Beneath it all, what is Miranda? She's still standing here, the world strangely quiet around them, quiet for a night like this, out here. She lifts her hands just to tug on her own fingers, worrying herself with her own claws, hooking her thumbs against the opposing pairs. So much time, so much to consider. She's just one part, standing here, and she doesn't know how to justify herself in front of it all, how to make it all be worth something, how to make it make sense.

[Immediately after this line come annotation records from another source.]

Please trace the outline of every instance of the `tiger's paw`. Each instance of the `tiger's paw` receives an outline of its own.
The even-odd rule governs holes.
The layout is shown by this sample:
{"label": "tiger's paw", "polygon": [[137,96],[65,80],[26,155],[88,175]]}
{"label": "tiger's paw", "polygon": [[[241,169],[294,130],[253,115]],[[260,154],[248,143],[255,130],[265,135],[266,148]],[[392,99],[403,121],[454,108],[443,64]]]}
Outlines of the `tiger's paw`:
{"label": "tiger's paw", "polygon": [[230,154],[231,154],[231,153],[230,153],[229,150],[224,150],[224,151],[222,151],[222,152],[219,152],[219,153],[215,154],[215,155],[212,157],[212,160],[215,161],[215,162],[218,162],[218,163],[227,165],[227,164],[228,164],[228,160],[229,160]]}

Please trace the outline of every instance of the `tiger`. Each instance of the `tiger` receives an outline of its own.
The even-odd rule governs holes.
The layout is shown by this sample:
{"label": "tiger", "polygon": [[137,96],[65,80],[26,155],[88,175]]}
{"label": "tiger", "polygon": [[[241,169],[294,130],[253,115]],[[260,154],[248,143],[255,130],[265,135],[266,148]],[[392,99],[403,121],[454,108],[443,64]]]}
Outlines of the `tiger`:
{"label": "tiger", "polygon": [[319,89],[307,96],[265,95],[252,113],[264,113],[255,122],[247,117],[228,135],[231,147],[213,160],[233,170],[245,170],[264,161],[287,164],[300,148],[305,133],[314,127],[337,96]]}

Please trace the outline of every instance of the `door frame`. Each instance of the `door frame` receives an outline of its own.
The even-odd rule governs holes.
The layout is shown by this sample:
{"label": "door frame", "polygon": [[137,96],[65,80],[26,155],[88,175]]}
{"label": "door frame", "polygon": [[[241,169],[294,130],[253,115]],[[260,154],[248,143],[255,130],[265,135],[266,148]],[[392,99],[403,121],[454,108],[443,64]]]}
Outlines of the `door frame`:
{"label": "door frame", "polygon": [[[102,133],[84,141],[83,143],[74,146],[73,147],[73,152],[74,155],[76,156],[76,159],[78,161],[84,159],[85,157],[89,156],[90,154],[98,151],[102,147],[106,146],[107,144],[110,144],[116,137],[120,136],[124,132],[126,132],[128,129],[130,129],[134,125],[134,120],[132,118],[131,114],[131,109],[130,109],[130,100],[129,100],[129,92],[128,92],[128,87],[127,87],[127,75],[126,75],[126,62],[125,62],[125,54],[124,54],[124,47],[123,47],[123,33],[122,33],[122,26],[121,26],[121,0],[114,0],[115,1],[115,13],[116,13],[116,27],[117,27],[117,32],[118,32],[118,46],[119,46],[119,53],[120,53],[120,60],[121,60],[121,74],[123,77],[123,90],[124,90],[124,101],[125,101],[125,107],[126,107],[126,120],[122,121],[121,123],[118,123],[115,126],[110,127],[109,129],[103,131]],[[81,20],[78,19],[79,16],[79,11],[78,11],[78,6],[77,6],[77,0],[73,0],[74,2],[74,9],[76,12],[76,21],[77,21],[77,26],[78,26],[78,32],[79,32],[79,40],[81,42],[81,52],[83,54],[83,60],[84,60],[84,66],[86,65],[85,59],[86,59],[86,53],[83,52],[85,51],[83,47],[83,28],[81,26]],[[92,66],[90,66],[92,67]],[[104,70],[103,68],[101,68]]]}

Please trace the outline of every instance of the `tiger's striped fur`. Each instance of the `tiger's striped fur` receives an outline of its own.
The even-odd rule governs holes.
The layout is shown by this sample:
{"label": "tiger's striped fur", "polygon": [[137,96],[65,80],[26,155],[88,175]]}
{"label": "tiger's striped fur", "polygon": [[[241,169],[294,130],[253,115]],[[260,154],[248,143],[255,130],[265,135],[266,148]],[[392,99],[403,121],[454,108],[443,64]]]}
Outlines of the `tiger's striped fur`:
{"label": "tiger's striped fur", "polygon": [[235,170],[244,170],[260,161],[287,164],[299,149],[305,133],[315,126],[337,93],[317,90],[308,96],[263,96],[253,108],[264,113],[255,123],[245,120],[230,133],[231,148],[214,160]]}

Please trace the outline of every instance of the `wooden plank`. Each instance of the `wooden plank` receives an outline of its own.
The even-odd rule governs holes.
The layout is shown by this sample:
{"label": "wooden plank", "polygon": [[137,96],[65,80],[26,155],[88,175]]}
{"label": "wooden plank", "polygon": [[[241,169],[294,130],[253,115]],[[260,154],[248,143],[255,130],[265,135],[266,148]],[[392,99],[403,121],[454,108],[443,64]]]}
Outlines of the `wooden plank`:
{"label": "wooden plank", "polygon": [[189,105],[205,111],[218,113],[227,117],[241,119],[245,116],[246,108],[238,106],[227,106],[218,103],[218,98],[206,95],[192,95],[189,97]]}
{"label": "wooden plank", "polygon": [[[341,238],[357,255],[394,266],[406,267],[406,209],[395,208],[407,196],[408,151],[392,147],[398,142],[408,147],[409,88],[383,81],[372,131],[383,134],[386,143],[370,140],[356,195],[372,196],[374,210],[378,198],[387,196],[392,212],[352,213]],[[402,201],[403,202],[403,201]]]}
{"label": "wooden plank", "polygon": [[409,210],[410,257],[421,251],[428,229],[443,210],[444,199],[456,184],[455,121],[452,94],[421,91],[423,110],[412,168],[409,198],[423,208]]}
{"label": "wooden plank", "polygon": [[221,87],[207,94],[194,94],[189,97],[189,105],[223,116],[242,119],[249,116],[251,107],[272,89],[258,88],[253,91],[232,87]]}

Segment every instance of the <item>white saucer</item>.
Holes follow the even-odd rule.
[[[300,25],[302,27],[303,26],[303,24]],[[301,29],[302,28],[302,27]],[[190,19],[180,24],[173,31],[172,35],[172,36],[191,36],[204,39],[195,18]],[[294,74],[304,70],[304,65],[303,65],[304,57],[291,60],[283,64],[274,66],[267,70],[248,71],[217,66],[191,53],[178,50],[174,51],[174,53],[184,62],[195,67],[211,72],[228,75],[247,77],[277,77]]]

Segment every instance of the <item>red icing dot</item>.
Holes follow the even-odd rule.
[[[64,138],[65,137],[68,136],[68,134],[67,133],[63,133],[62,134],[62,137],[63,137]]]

She's still not looking at Amira. She doesn't want to. It's childish, she knows, stupid and simple in the childish way, not wanting to look at her because it's easier, then, because then she's not really saying these words to Amira, not really saying them to anyone, that she can cut them down into a shape that can be digested. It's better this way, she thinks too. Better if Amira doesn't know what Miranda would wish for, because Miranda doesn't know how she would say it either, how she would make it come out of her mouth and mind, how she would be able to look at it afterwards.
"That is okay, I think. Or, it is about what I expected, really." There's a faint quiver in her voice, something so small and so uncertain that it almost sounds like a stutter, for a moment. That Miranda could stutter is a thought so odd, so strange, that it's what lends its main credence to the thought that it's not a stutter.
Miranda looks down at her hands now, at her tail as it begins to curl around her own legs.
It feels like a strange reminder, that Miranda really is a youngest sister, the baby of her family, that all her siblings are so much older than her, more experienced, more knowledgeable in such things. She's the smallest, in more ways than one, and there's something in her gaze, the way she stares down at herself, that makes it ache like a bruise under the ribs, impossible to ignore with every breath.
She doesn't follow it up with another question. Miranda can only assume that if she doesn't ask, Amira won't mention it, and then neither of them will have to look at it, especially if it doesn't matter anyways, especially if she really just got her hopes up for nothing.